Just imagine how many MOOCs [Massive Open Online Courses] are available there on the internet: Udemy, Coursera, CodeAcademy to name a few! Millions of people are engaged with online education and anyone around the world can take courses at such universities as Stanford or Harvard for a small amount of fee or even for free! However, even though many people enroll into online courses only 10% actually receive certificates of completion .

Why might this be the case?

The problem with MOOCs is that it lacks in personalized education. Most of the time students never directly interact with lecturers or creators of the courses. Sometimes, students might get bored of the endless amount of lectures and coursework and have no motivation to continue studying selected courses. How many times have you been receiving emails from Coursera, notifying you about new lectures or upcoming deadlines? How motivating was it? Usually, one tends to ignore these messages and at the end, you might even completely forget that you followed any of these courses!

Now imagine the same scenario with a twist: a personalized chatbot! Yes, a chatbot – your friend or a companion, call it however you want! It [he or she?] will be sending you messages with regards to your progress on MOOC. The chatbot might act as your fellow classmate who also undergoes the pressure of upcoming deadlines and who can anytime support you with some cheerful messages like:

“Hey, I get your frustration but you can’t miss this upcoming deadline! You still have 2 days to complete this course work, we might sit together this evening and start working on it!”

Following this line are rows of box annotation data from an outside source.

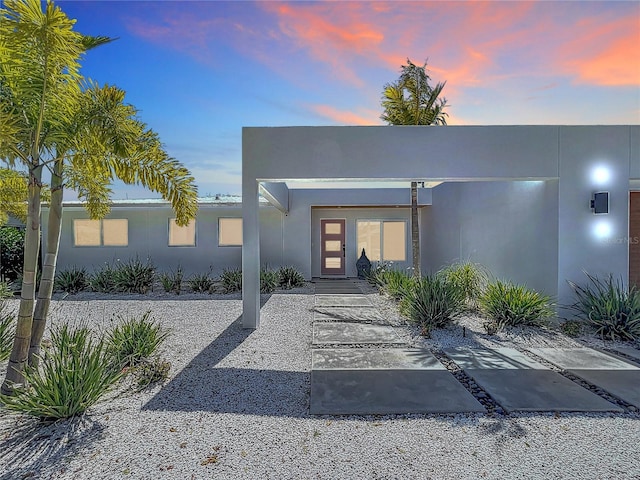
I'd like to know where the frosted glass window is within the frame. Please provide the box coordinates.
[382,222,407,262]
[324,240,342,252]
[324,222,342,235]
[357,220,407,262]
[357,221,380,262]
[218,218,242,246]
[73,220,100,247]
[169,218,196,247]
[102,218,129,247]
[324,257,342,269]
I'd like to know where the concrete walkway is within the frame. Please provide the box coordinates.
[310,280,640,414]
[309,280,485,415]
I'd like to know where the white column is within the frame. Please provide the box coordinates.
[242,174,260,329]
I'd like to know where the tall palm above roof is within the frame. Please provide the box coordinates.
[0,0,197,393]
[380,58,448,277]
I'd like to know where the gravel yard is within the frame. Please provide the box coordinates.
[0,289,640,479]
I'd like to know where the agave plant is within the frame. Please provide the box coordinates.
[478,280,554,330]
[569,272,640,340]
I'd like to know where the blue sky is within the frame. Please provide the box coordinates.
[51,1,640,198]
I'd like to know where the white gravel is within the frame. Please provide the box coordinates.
[0,290,640,480]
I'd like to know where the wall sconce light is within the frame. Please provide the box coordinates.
[591,192,609,215]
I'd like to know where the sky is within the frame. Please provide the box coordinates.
[45,0,640,199]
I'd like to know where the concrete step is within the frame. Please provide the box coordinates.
[309,348,485,415]
[444,347,623,412]
[312,322,404,345]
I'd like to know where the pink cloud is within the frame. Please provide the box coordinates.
[308,104,381,125]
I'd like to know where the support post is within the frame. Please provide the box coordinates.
[242,178,260,329]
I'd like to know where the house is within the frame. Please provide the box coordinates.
[43,125,640,328]
[242,125,640,328]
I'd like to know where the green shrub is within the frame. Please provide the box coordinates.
[400,275,465,336]
[438,262,489,310]
[278,267,304,290]
[132,357,171,390]
[478,280,554,330]
[569,272,640,340]
[0,282,13,299]
[1,325,121,419]
[89,264,116,293]
[189,272,216,293]
[160,265,184,295]
[107,311,169,368]
[220,268,242,293]
[560,320,582,337]
[260,268,280,293]
[379,270,414,300]
[0,225,25,281]
[0,300,16,361]
[113,257,155,293]
[54,266,89,293]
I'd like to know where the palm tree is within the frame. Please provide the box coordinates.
[0,0,197,394]
[380,58,448,278]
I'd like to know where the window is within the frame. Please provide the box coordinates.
[218,218,242,247]
[357,220,407,262]
[169,218,196,247]
[73,218,129,247]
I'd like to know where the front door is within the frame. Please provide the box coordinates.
[320,219,345,275]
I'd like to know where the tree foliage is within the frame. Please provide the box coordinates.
[0,0,197,393]
[380,59,448,125]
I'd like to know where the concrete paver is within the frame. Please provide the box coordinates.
[309,349,485,415]
[313,322,404,345]
[313,307,384,322]
[316,295,373,308]
[531,348,640,408]
[445,348,623,412]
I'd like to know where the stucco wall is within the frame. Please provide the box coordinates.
[43,204,283,276]
[421,180,558,296]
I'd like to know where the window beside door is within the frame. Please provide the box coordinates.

I would love someone like this to motivate me to continue studying the Japanese language 🙂

So, this will support many online learners in continuing on their studies on MOOC!

And this is just the first step. The more chatbot progresses, the more helpful it gets. Later, it might have a functionality of explaining or helping to resolve some issues related to a class syllabus, helping to navigate through the course. The more intelligent it gets, the more help the user would get.



Pet industry is increasingly popular in Japan, since Japanese people care about their pets as family members. Pet owners tend to spend huge amount of money on such services as pet funerals, wheel chairs for dogs, trendy clothes etc. This industry in Japan is proving to be recession–resistant.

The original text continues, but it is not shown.